México ocupa el séptimo lugar mundial en producción de café y es líder en café orgánico y de comercio justo. Aunque a partir de 1990 el café perdió peso en las exportaciones mexicanas, es una fuente importante de divisas agrícolas. Además, la cadena de producción y comercialización de café es la segunda actividad agrícola nacional en cuanto a generación de empleos directos e indirectos, sólo superada por el maíz.

La actividad cafetalera nacional se concentra en los estados de Veracruz, Chiapas, Puebla y Oaxaca, con un predominio de pequeños productores con cafetales bajo sombra. Veracruz ocupa el tercer lugar nacional en producción de café bajo sombra. Regiones veracruzanas como Córdoba y Coatepec cuentan con reconocimiento mundial por la calidad de su producto y juegan un importante papel ecológico, conservando el bosque de niebla, un ecosistema con gran biodiversidad.

A pesar de la vocación cafetalera del país, durante la última década del siglo XX, a raíz de la desregulación del mercado internacional de café y su control por transnacionales, la sobreproducción mundial (ocasionada, entre otros factores, por la entrada a la cafeticultura de países como Vietnam, que en 10 años se convirtió en el tercer productor global) y el estancamiento del consumo, los cafeticultores mexicanos redujeron su producción, su ingreso y nivel de vida.

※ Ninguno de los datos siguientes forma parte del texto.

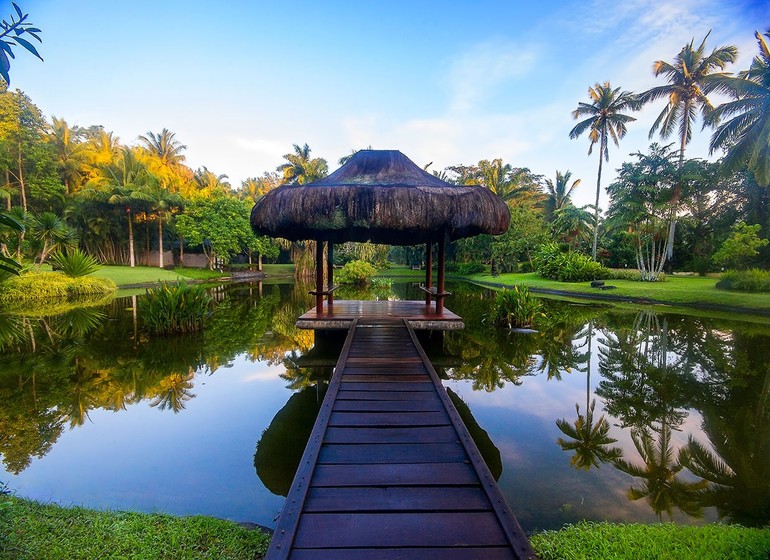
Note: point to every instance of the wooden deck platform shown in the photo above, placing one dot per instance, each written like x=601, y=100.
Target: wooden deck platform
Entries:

La crisis mundial del café ha repercutido negativamente en las regiones cafetaleras mexicanas, donde actualmente se observan problemas tales como: pérdida de empleos, aumento de la migración, abandono de las plantaciones, impacto ambiental por la tala de cafetales para cambio de cultivo y urbanización, alta incidencia de plagas y enfermedades que afectan la calidad del grano, bajos rendimientos y drástica caída del nivel de vida de los pobladores rurales que dependen de la cafeticultura.

La crisis afectó sobre todo a los pequeños productores, debido a la divergencia entre el precio pagado por el café cereza y el costo que se cobra al consumidor por el café tostado o en taza, el cual mantuvo una tendencia creciente que benefició a las empresas que controlan la comercialización. Dicha disparidad no se revierte aún en años como 2011, donde el precio del café tuvo un importante repunte, pero poco benefició a los pequeños cafeticultores que tuvieron baja producción, reflejo de las crisis recurrentes.

Dado que los pequeños productores no pueden basar su futuro en un mercado volátil, es necesario consolidar estrategias de largo plazo tales como la búsqueda de mercados diferenciados, mejora de la calidad, generación de valor agregado, fomento a la cultura de consumo nacional, diversificación productiva mediante cultivos alternativos. Aunque dichas experiencias cuentan con casos exitosos, están lejos de resolver la situación crítica del grueso de pequeños cafeticultores, por ello la reactivación del sector cafetalero no puede dejarse sólo en hombros de los productores, sino que debe ser apoyada por una política gubernamental que asuma el compromiso de transformar en futuro prometedor, el incierto destino que desde hace varias décadas se descifra en el fondo de la taza del café mexicano.